I want to read the infos (width, height and DPI) from an image embedded in a PDF file with only one page. Im using pyMuPDF:
import fitz
pdf_file = fitz.open(filepath)
for page in pdf_file:
images = page.get_images() # returns an empty list [] :(
contents = page.get_contents() # returns a list with one xref: [10]

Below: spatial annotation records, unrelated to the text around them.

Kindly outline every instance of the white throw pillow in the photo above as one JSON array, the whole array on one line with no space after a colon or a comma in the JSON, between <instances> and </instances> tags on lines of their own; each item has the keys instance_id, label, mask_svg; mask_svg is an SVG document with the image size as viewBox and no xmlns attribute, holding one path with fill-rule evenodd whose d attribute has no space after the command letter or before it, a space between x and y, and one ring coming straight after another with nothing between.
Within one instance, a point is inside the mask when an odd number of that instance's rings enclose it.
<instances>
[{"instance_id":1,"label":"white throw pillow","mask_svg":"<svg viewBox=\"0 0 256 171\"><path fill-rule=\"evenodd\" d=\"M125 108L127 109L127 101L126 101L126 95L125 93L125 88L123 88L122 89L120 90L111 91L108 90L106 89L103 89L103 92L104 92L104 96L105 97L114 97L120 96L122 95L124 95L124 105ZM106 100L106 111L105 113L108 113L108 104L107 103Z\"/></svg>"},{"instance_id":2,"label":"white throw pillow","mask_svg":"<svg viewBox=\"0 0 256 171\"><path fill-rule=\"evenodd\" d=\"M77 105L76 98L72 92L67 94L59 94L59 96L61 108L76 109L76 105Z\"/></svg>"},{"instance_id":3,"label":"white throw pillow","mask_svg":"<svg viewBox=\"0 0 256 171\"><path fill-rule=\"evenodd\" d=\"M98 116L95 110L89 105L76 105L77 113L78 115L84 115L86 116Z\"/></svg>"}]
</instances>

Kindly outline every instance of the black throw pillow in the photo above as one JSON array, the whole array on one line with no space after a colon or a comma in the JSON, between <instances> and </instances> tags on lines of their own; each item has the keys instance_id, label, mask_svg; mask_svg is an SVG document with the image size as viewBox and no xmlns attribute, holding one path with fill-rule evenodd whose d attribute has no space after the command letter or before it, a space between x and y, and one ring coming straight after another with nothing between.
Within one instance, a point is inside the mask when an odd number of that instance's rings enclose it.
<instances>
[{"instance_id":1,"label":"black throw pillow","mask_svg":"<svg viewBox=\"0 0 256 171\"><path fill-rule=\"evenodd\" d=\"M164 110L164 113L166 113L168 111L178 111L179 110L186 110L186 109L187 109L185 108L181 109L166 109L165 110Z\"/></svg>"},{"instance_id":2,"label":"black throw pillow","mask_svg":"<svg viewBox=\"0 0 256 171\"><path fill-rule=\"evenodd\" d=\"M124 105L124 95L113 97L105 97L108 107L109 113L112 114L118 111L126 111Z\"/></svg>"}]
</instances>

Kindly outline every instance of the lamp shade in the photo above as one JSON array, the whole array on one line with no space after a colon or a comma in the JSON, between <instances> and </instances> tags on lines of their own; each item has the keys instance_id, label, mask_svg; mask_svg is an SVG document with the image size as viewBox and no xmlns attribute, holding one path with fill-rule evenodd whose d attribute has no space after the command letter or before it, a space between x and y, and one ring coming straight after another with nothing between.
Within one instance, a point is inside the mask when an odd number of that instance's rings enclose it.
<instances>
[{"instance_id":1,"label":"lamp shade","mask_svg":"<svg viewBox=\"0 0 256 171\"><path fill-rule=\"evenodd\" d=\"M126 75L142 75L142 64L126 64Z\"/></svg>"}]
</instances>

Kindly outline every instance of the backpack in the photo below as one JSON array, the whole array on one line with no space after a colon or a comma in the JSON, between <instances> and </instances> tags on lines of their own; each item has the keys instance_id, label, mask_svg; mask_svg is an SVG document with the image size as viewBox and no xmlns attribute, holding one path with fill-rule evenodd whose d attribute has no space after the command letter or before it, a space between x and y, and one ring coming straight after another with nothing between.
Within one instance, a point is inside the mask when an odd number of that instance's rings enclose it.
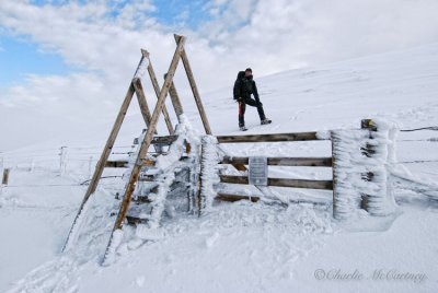
<instances>
[{"instance_id":1,"label":"backpack","mask_svg":"<svg viewBox=\"0 0 438 293\"><path fill-rule=\"evenodd\" d=\"M245 71L239 71L238 78L235 79L234 82L234 89L233 89L233 98L238 99L238 95L240 94L240 86L241 86L241 80L245 77Z\"/></svg>"}]
</instances>

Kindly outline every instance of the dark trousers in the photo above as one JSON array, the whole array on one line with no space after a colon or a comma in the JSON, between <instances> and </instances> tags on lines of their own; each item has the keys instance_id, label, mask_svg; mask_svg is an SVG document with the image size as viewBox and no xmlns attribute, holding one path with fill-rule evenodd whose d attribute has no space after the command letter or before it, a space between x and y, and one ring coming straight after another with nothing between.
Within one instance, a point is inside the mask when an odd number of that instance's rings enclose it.
<instances>
[{"instance_id":1,"label":"dark trousers","mask_svg":"<svg viewBox=\"0 0 438 293\"><path fill-rule=\"evenodd\" d=\"M257 107L258 116L261 120L265 119L265 112L263 110L263 104L254 98L245 98L239 102L239 127L245 126L245 109L246 104L253 107Z\"/></svg>"}]
</instances>

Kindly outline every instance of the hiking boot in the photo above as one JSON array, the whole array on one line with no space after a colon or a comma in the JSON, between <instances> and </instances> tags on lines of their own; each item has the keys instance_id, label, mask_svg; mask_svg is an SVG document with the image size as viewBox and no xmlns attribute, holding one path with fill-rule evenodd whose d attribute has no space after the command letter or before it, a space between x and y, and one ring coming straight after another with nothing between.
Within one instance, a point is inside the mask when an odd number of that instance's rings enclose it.
<instances>
[{"instance_id":1,"label":"hiking boot","mask_svg":"<svg viewBox=\"0 0 438 293\"><path fill-rule=\"evenodd\" d=\"M265 119L262 120L262 125L268 125L268 124L270 124L270 122L272 122L272 120L270 120L270 119L267 119L267 118L265 118Z\"/></svg>"}]
</instances>

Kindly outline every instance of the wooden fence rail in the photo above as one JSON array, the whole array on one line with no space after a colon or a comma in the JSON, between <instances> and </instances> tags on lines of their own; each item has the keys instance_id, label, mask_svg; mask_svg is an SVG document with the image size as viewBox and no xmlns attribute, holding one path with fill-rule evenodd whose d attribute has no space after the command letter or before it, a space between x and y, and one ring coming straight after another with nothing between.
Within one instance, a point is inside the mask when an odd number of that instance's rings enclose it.
<instances>
[{"instance_id":1,"label":"wooden fence rail","mask_svg":"<svg viewBox=\"0 0 438 293\"><path fill-rule=\"evenodd\" d=\"M220 181L226 184L249 184L247 176L219 175ZM286 179L267 178L268 186L295 187L309 189L333 190L333 180L307 180L307 179Z\"/></svg>"},{"instance_id":2,"label":"wooden fence rail","mask_svg":"<svg viewBox=\"0 0 438 293\"><path fill-rule=\"evenodd\" d=\"M250 159L244 156L226 156L219 164L247 165ZM312 166L332 167L332 157L268 157L269 166Z\"/></svg>"}]
</instances>

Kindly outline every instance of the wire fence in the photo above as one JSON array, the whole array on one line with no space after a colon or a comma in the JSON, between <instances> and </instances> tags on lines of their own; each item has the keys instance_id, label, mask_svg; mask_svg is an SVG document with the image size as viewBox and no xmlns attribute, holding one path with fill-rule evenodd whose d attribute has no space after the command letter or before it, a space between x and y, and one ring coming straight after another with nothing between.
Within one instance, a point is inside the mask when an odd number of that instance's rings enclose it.
<instances>
[{"instance_id":1,"label":"wire fence","mask_svg":"<svg viewBox=\"0 0 438 293\"><path fill-rule=\"evenodd\" d=\"M438 127L420 127L414 129L401 129L401 132L414 132L414 131L437 131ZM399 139L396 142L408 143L408 142L438 142L438 138L422 138L422 139ZM51 171L58 172L59 174L76 173L87 174L88 178L91 178L92 172L95 164L97 163L101 153L102 145L62 145L59 148L47 148L36 150L16 150L0 152L0 172L4 168L19 169L19 171ZM136 145L115 145L111 153L113 160L120 160L128 157ZM424 163L438 163L438 160L414 160L414 161L401 161L396 164L424 164ZM1 175L1 174L0 174ZM87 177L87 176L85 176ZM106 178L122 177L118 175L106 176ZM78 184L67 185L22 185L14 186L8 185L8 187L83 187L87 185L89 179L84 179ZM103 186L116 185L116 184L102 184Z\"/></svg>"}]
</instances>

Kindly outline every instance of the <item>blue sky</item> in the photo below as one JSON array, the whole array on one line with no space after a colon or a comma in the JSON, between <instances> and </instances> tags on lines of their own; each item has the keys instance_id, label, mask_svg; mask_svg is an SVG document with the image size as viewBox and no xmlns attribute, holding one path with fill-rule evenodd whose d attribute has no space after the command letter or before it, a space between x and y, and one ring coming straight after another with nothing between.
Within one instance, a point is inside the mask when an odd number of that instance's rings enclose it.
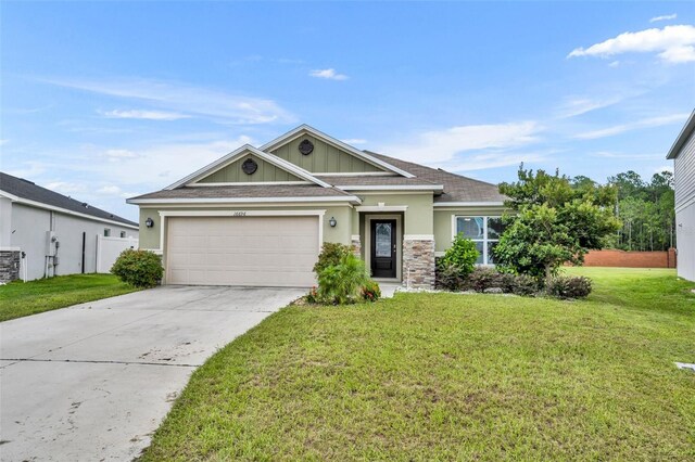
<instances>
[{"instance_id":1,"label":"blue sky","mask_svg":"<svg viewBox=\"0 0 695 462\"><path fill-rule=\"evenodd\" d=\"M3 2L1 169L128 218L306 123L473 178L644 177L695 106L695 3Z\"/></svg>"}]
</instances>

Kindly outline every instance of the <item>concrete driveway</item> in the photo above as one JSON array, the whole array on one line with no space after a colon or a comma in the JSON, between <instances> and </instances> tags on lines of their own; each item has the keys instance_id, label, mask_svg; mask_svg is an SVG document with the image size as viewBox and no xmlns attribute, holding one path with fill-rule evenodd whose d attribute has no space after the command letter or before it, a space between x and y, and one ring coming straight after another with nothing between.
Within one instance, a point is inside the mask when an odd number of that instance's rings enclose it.
<instances>
[{"instance_id":1,"label":"concrete driveway","mask_svg":"<svg viewBox=\"0 0 695 462\"><path fill-rule=\"evenodd\" d=\"M0 460L130 460L191 372L301 288L163 286L0 323Z\"/></svg>"}]
</instances>

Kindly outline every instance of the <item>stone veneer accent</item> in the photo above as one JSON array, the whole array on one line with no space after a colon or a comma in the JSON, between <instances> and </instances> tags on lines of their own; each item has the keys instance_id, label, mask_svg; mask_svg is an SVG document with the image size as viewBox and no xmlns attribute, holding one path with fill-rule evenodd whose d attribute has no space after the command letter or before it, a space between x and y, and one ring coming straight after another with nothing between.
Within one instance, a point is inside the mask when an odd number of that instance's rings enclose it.
<instances>
[{"instance_id":1,"label":"stone veneer accent","mask_svg":"<svg viewBox=\"0 0 695 462\"><path fill-rule=\"evenodd\" d=\"M20 251L0 251L0 282L20 279Z\"/></svg>"},{"instance_id":2,"label":"stone veneer accent","mask_svg":"<svg viewBox=\"0 0 695 462\"><path fill-rule=\"evenodd\" d=\"M357 239L355 239L355 236L352 238L352 251L355 257L362 258L362 241L359 241L359 236L356 238Z\"/></svg>"},{"instance_id":3,"label":"stone veneer accent","mask_svg":"<svg viewBox=\"0 0 695 462\"><path fill-rule=\"evenodd\" d=\"M403 239L403 285L434 288L434 240Z\"/></svg>"}]
</instances>

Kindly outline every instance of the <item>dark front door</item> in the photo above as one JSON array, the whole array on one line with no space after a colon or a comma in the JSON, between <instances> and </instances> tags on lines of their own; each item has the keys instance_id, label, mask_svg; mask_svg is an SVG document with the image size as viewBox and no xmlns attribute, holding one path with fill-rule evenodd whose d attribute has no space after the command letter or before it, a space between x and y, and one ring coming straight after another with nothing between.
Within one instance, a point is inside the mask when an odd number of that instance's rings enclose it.
<instances>
[{"instance_id":1,"label":"dark front door","mask_svg":"<svg viewBox=\"0 0 695 462\"><path fill-rule=\"evenodd\" d=\"M395 220L371 220L371 275L395 278Z\"/></svg>"}]
</instances>

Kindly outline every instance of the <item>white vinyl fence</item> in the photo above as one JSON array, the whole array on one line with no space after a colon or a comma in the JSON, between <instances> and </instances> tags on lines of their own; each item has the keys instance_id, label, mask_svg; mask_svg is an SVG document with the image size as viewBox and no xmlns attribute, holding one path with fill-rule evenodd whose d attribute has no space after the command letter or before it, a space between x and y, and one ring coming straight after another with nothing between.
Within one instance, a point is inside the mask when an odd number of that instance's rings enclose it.
<instances>
[{"instance_id":1,"label":"white vinyl fence","mask_svg":"<svg viewBox=\"0 0 695 462\"><path fill-rule=\"evenodd\" d=\"M138 240L99 235L97 239L97 272L111 272L111 267L116 258L126 248L138 248Z\"/></svg>"}]
</instances>

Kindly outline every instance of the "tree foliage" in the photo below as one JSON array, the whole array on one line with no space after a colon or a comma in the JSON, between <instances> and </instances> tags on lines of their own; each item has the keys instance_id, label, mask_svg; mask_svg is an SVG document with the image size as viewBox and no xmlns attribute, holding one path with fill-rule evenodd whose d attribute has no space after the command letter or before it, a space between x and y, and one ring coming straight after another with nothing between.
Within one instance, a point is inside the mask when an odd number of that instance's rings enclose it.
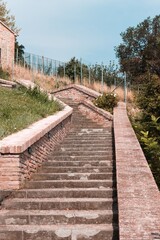
<instances>
[{"instance_id":1,"label":"tree foliage","mask_svg":"<svg viewBox=\"0 0 160 240\"><path fill-rule=\"evenodd\" d=\"M65 65L65 75L69 77L73 82L76 79L80 80L82 78L90 78L90 81L101 81L103 74L103 81L111 86L114 84L115 79L120 81L120 77L118 77L119 69L118 66L115 65L114 62L109 63L109 65L104 64L94 64L94 65L86 65L76 59L75 57L71 58L69 62ZM58 75L64 76L64 66L58 67Z\"/></svg>"},{"instance_id":2,"label":"tree foliage","mask_svg":"<svg viewBox=\"0 0 160 240\"><path fill-rule=\"evenodd\" d=\"M140 116L134 128L160 188L160 80L154 77L137 96Z\"/></svg>"},{"instance_id":3,"label":"tree foliage","mask_svg":"<svg viewBox=\"0 0 160 240\"><path fill-rule=\"evenodd\" d=\"M5 23L16 34L20 31L16 27L15 16L10 15L10 10L7 9L6 2L0 0L0 20Z\"/></svg>"},{"instance_id":4,"label":"tree foliage","mask_svg":"<svg viewBox=\"0 0 160 240\"><path fill-rule=\"evenodd\" d=\"M123 43L115 48L121 71L134 82L146 82L153 74L160 77L160 15L127 28L121 37Z\"/></svg>"}]
</instances>

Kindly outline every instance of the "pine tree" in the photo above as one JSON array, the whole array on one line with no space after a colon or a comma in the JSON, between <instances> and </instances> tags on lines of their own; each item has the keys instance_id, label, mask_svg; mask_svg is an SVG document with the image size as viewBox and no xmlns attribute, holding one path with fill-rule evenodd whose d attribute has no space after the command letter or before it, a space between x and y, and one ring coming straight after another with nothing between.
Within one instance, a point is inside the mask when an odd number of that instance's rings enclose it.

pdf_file.xref_is_stream(10) # trying this I got a True, so the image in PDF are stored as a stream
stream = pdf_file.xref_stream(10) # so I extracted the stream
When I open the pdf file, I can see the image in it. The first caracters in the stream are:
1.00000 0.00000 0.00000 1.00000 0.0000 0.0000 cm\r\n/GS11 gs\r\n/OC /Pr12 BDC\r\nq\r\nq\r\nq\r\n/GS13 gs\r\n/CS14 cs 0.0000 0.0000 0.0000 1.0000 scn\r
I know PIL image use this to identify the image format. Trying to read this in an image, I did:
img = Image.open(stream) # *** ValueError: embedded null byte
img_stream = io.BytesIO(stream)
img_stream.seek(0)
img = Image.open(img_stream) # *** PIL.UnidentifiedImageError: cannot identify image file <_io.BytesIO object at 0x7fc0d1ff4810>
I cannot use Image.frombytes
since I don't know the dimensions of the image. Im just trying to get this information.
This PDF contains an image that will be used to create a film matrix for the packaging production industry. Image size is crucial for them to calculate how much film to use. The client said the image is a high quality TIFF embedded in the PDF.
Any idea how to convert this stream in a image to read this information.